So when I sat down to work today, a little file sneaked into my iTunes library. Surprise! How very cunning of you, U2. Even though I didn't download your 13th studio album, Songs of Innocence, the freebie found me. And as the new tracks play in the background, I'm pondering whether this deft marketing move of yours is a good or bad one.
Like Radiohead and Jay Z, and Prince, for that matter, U2 is clearly trying to bridge the gap between progressive and traditional, keeping the old fans keen while courting the new, younger set, who were in diapers when The Joshua Tree was released back in 1987. (OK, that's depressing, but I digress.)

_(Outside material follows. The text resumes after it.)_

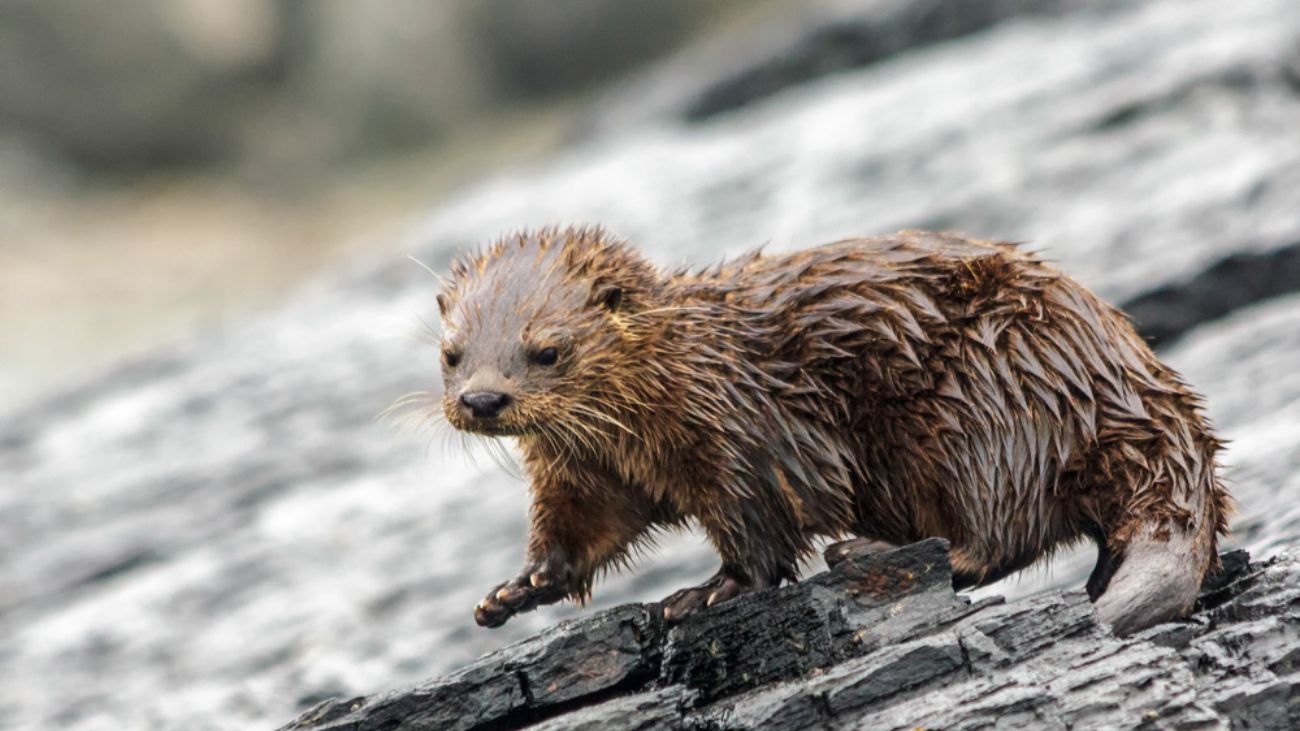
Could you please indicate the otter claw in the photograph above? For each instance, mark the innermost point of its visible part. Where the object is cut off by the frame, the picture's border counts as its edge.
(689, 601)
(523, 593)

It's not like the self-proclaimed “biggest band in the world” needs the cash, after all. The deal broached between Universal and Apple sees a free pre-release to be followed by Songs of Innocence's physical release on October 13th, timed to coincide with the new iPhone 6. Those Paddies are cheeky, I tell you!

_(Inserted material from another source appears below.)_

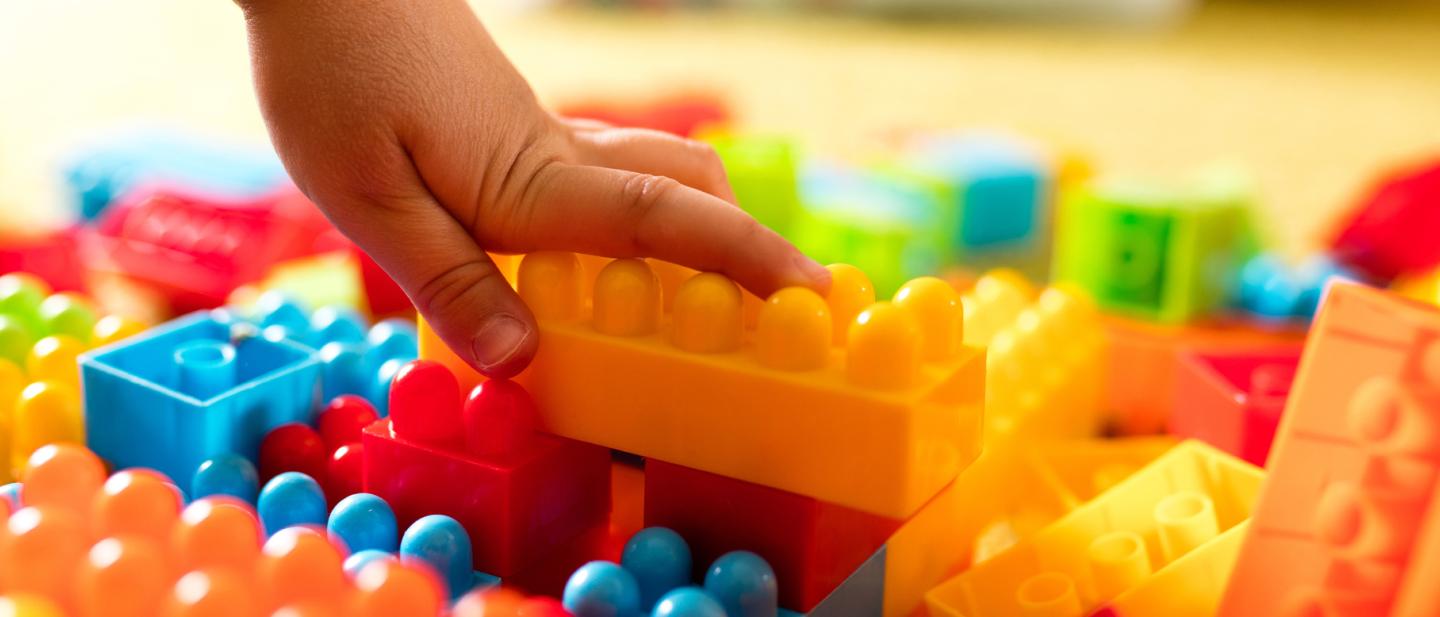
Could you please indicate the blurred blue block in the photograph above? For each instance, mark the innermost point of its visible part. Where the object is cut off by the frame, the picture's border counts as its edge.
(98, 173)
(143, 408)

And because Songs was dropped automatically into the libraries of iTunes' 500 million subscribers, U2's effort by default became "the largest album release of all time.” For a man who claims that "music is a sacrament” and says he doesn't believe in free music, Bono has a funny way of showing it.
Which begs the question: it may be free, but is Songs any good?

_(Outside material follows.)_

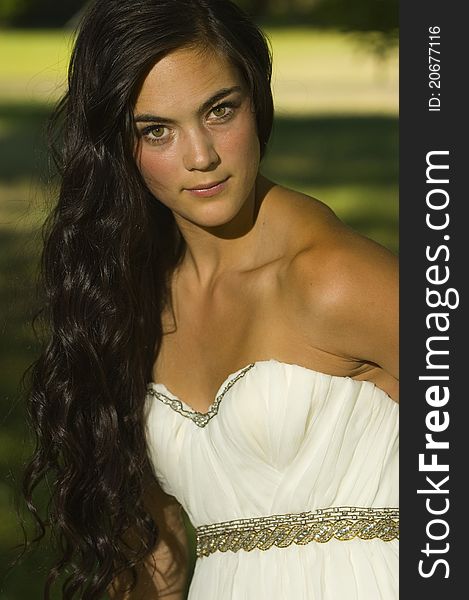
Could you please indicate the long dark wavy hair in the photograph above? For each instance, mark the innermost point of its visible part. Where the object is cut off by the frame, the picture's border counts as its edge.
(109, 253)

Well, I'll let you know. So far there haven't been any standout moments, and the chorus of "Raised by Wolves" positively caused me to cringe. This writer laments the weird metaphysics of "U2 aping Coldplay aping U2," and I kind of agree.
Will the gifting of Songs pay off for Bono? And after half a billion people have sampled the tunes, will any of them bother to buy a hard copy? It remains to be seen.